How are you guys doing this in Winforms?

A: 

I normally use a singleton for things like logging classes, database adapters, etc. This is handy when you want a static reference to your objects throughout your application.

I may have misunderstood your question, though.

Charlie Salts
A: 

There are many ways to achieve "application scope" objects and data for an application. However, it might be useful to determine which of the shared "components" you need access to are actually just global, or whether some of it is actually "contextual". There is a difference, perhaps subtle in some cases, between global and contextual components.

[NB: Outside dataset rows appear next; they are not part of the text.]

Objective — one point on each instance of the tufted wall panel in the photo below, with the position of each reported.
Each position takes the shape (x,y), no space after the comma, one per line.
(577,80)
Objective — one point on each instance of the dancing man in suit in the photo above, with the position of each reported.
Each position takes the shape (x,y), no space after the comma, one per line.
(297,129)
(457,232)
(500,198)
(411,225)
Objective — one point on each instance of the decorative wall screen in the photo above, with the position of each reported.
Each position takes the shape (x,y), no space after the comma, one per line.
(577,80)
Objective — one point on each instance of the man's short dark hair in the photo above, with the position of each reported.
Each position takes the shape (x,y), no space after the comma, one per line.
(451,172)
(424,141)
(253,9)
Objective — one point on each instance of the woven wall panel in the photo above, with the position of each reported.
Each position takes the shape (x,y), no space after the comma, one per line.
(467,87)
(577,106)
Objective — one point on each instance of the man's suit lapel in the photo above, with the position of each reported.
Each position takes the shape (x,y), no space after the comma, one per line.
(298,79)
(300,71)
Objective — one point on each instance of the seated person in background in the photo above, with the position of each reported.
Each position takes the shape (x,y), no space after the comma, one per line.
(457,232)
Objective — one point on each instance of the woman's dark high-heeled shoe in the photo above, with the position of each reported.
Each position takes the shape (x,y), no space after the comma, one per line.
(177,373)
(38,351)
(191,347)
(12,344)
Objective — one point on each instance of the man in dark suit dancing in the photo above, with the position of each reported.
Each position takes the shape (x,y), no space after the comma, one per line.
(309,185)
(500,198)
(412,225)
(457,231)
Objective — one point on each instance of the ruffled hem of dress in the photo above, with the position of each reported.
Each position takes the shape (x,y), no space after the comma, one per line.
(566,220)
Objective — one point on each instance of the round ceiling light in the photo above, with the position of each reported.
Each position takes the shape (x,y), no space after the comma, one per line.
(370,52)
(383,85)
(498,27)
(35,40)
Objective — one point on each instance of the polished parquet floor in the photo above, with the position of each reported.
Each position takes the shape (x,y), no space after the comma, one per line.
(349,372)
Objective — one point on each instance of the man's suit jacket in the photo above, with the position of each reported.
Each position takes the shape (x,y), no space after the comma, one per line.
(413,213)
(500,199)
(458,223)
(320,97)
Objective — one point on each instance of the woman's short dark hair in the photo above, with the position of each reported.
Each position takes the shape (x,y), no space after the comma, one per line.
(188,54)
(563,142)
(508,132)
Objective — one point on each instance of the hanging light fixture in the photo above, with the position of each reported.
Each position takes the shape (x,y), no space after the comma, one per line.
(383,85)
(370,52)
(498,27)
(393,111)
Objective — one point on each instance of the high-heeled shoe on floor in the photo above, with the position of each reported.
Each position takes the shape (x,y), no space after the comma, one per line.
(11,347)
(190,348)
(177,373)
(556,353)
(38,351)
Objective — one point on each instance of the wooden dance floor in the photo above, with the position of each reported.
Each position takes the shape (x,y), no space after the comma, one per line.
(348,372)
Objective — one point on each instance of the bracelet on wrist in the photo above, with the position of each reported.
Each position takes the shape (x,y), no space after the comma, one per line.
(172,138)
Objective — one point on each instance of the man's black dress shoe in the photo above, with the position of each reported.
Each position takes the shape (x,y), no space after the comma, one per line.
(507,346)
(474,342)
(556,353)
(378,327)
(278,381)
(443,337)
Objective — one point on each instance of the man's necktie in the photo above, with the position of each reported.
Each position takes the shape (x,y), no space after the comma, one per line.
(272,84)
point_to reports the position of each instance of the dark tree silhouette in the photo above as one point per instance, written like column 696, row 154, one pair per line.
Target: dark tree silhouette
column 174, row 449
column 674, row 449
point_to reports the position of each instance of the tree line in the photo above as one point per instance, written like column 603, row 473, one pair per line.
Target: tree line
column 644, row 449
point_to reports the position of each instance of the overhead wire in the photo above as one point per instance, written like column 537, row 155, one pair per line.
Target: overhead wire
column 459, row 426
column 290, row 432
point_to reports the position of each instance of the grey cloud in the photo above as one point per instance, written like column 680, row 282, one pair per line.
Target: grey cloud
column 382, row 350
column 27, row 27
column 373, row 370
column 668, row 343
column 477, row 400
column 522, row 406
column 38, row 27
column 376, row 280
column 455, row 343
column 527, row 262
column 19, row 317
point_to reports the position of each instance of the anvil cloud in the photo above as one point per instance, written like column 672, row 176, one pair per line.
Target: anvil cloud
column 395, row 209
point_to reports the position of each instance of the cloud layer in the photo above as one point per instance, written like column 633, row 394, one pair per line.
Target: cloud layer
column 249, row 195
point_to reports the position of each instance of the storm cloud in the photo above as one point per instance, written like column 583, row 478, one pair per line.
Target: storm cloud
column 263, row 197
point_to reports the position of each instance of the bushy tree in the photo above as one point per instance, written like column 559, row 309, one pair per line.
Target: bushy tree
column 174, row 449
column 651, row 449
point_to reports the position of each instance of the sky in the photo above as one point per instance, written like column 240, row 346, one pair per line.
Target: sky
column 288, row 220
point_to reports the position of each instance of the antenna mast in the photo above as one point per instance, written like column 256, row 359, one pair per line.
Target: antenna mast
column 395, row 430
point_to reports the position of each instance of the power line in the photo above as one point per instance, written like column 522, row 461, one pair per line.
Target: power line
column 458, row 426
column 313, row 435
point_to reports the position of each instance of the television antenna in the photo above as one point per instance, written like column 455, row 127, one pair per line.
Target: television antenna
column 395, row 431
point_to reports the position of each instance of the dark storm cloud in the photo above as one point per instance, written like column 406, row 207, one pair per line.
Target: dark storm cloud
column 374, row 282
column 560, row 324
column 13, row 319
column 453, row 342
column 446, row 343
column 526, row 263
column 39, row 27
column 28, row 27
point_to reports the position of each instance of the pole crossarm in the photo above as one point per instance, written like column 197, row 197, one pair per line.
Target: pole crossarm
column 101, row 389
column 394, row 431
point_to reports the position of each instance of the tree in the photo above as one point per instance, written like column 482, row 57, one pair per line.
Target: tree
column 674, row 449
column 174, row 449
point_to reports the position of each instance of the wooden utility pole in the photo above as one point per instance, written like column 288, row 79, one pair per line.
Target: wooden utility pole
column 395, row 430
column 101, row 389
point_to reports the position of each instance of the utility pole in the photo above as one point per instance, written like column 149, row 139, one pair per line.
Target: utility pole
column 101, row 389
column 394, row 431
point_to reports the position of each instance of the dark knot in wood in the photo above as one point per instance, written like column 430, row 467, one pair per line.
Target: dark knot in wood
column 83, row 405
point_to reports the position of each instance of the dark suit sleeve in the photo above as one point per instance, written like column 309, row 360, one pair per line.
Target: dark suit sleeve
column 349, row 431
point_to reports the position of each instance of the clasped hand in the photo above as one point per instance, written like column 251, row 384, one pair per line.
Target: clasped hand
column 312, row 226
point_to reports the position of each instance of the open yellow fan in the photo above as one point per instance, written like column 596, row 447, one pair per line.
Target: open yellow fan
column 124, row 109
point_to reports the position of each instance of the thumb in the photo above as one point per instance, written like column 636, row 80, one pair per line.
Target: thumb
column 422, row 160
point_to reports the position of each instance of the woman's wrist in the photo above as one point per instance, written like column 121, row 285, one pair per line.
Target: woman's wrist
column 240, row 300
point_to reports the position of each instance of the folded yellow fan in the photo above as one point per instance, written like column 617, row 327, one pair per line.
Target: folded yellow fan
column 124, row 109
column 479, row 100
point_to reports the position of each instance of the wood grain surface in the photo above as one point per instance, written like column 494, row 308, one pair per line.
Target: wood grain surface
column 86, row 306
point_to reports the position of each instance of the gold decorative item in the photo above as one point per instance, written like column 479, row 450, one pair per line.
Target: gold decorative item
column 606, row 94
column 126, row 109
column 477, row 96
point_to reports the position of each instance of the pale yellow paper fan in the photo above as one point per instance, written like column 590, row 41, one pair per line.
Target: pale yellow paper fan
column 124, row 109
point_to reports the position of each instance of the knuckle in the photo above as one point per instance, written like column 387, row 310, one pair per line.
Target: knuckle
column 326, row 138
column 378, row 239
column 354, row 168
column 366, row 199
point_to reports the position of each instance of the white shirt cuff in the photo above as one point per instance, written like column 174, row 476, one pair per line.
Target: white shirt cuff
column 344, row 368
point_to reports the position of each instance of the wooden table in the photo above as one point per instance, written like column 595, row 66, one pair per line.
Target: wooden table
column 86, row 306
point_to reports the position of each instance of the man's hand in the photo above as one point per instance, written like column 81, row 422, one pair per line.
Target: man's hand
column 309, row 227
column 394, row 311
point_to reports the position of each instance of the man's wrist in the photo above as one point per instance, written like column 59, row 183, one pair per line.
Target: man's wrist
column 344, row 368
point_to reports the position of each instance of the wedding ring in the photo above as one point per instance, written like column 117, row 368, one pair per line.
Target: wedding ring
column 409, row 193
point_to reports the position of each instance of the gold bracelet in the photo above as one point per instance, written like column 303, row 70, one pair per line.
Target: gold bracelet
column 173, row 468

In the case of a utility, such as a logger, that is most useful as a global facility, as logging is one of those pesky cross-cutting concerns. However, in a lot of cases, information is specifically contextual, and deserves to be wrapped up in a context object of some kind, only accessible to code that is actually executing within that context. Context can be difficult to identify at times. If you can identify it, and you can figure out how to initialize and make available a context object at the right times to the right code, you should end up with a better product that has more appropriately organized code than if you just make a bunch of data globally accessible.

I recommend looking into BDD, Behavior Driven Development, a methodology that blends agile and TDD practices into a more strict development methodology where context plays a critical role.

jrista
+1  A: 

System.ComponentModel.Component provides a design-surface for non-visual components in Visual Studio. Usually, in your project, you can just "Add" "Component" and start adding and configuring non-visual components as you can with the designers for forms and user controls.

For global access (application scope) you could provide access to a component in your Program class as a public (or internal) static member.

You can initialize this member in the Main method, or by arbitrarily complex interaction between Program and MainForm or other components, e.g. using the service infrastructure stipulated by the related classes in System.ComponentModel and a customized implementation of IContainer.

This is what I was looking for. Thanks!